Red China: Tourism for Ugly Imperialists

Every Friday morning, Pakistan International Airlines flight 750, a Boeing 720 jet, takes off from Dacca in East Pakistan and heads for Shanghai—the only major flight by a non-Communist airline into Red China. PIA has been making the run for three months, charging $428 for economy class round trip, and so profitable has it turned out to be that the airline is adding a second weekly flight. The Chinese Communists are using the Pakistani planes to open the door, at least a tantalizing crack, to Western business and tourist dollars.

Kits promoting the tourist pleasures of Forbidden China have been sent to thousands of travel agents. Chinese consulates now grant tourist visas in a startlingly quick three days. The result has been an increasing flow of travelers and fellow travelers from almost everywhere except the U.S. (neither Washington nor Peking will permit Americans to enter).

Kindergarten Quacks. Those who do get in are allowed to see only the carefully polished edges of China. For $30 a day, not including transportation, they are chaperoned by official guides over a neatly policed route that takes in six cities, including Peking, and a few selected communes, schools and factories for those who are interested. The visits can be deceiving: one kindergarten class began a quacking song for the benefit of a French tourist. As he recalls it, " 'How charming,' I thought, 'a song about ducks.' But then I learned they were singing something that sounded like quan quoat quai, which means, more or less, 'Ugly imperialists, go home!' "

The London Daily Mail's Angus Macpherson, who went in on the first PIA flight, described the New China as "a land of spacious loveliness cultivated down to the last inch, crisscrossed with power lines." To tourists, the most vivid first impression is cleanliness—the result of a Communist Party drive to shame, cajole and organize the people into cleanup squads that left everything shining.

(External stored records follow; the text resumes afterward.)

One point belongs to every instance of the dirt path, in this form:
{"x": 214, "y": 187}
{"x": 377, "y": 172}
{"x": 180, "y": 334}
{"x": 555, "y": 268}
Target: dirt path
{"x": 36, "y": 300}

Bare Subsistence. Kitchens may be clean, but they are also bare. The people still subsist on cabbage and rice, although good harvests have ended the near famine of the early '60s. Sugar and wheat are still rationed, but ice cream and cakes are plentiful and cheap, and the stalls at the central markets are banked high with ornamental heaps of vegetables, meat, tiny eggs and fish. "China has not forgotten how to eat," one tourist was told by his guide. Nor has it forgotten how to cook—for those who can pay for it. The once-great cuisine of Peking has slipped, but French TV Commentator Maurice Werther, who traveled 10,000 miles during six weeks in China, would still give even tourist-hotel tables a two-star rating in Michelín.